The mayor of Copenhagen is found murdered in his luxury apartment. Detective Lars Winkler is put on this sensitive case, which is further complicated by the fact that the victim’s mother is the leader of the country’s most radical political party and the current minister of finance. Lars notices the minister and her husband are strangely untouched by their son’s death. When he begins to dig into the mayor’s past, he slowly uncovers the dark story of a young, idealistic man, who had only one wish: to free himself of his family and live his own life.


I received an Advance Reading Copy from the publisher, House of Anansi Press.

It was a bit confusing at the beginning, getting it all the characters straightened out and figuring out the flashbacks, but once I had those details established in my brain, this became a pretty standard Nordic Noir. The main character, Lars Winkler, is the typical detective of the genre—he’s getting divorced, his ex-wife is living with his boss, and he’s a bit reluctant to share all of his thoughts about an investigation with his colleagues.
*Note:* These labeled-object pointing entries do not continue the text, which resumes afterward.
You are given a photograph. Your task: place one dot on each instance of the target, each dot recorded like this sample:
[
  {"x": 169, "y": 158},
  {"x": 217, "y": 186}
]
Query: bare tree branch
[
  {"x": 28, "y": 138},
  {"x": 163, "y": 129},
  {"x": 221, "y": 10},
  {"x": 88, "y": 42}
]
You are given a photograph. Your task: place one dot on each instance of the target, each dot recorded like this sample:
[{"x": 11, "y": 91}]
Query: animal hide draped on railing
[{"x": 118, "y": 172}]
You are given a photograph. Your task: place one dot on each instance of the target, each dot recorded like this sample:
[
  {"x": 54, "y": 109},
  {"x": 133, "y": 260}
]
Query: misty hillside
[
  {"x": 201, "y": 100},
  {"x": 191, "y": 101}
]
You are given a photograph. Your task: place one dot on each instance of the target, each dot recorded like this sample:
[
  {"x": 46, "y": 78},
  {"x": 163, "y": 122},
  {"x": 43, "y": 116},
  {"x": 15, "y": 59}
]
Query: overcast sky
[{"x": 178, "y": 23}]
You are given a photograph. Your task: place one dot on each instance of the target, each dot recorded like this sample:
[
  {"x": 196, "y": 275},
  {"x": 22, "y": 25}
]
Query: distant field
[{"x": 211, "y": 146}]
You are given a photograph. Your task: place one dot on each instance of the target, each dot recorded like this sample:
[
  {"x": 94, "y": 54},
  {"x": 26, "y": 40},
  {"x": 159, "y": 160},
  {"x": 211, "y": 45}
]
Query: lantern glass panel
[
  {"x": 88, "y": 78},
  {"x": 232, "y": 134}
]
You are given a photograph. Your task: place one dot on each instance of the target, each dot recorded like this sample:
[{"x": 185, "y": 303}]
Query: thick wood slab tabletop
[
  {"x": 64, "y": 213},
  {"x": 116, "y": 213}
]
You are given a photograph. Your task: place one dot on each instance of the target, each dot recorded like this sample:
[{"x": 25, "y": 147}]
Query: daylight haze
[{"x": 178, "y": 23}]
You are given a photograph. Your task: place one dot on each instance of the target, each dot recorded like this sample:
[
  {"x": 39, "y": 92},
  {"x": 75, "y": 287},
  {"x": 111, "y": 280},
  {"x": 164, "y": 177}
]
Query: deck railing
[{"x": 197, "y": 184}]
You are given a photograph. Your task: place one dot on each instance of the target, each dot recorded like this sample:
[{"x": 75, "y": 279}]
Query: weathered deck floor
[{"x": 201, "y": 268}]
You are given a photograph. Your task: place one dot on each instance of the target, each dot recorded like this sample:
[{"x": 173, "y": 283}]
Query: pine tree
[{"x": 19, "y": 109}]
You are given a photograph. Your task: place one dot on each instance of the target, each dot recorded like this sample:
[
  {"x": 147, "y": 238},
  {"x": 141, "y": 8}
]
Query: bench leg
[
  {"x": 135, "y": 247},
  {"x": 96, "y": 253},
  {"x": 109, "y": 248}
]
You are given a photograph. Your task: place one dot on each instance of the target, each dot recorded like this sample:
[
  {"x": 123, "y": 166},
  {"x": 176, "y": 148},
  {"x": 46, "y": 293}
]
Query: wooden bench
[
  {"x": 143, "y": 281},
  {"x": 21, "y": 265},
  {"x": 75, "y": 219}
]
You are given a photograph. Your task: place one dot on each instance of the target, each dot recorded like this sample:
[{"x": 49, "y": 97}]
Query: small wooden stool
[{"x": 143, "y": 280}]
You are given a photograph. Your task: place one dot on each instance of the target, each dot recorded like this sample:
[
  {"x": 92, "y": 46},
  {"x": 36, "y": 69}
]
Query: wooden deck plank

The real star of this mystery, however, is the transgender woman, Serafine, whose tale winds its way through the novel. I found the sections depicting her point of view to be the best written in the book. In fact, I think it’s too bad that this publisher changed the title—in Denmark, the book is called Serafine. I know very little about the struggles of transgender people, but it seemed to me that Melander really felt for this character and portrayed her extremely sympathetically.

Other than those two, the other people are little more than cardboard cut-outs. They exist only to fill their roles and they have very little substance. I hope that in future volumes of this series that they will get suitable back stories and become well rounded in their own right.

The other aspect that is written extremely well is the music—and a quick check of the author’s bio reveals that he has a musical background, so that makes perfect sense. In this aspect, the book reminds me of Mankell’s Wallander, with his passion for opera.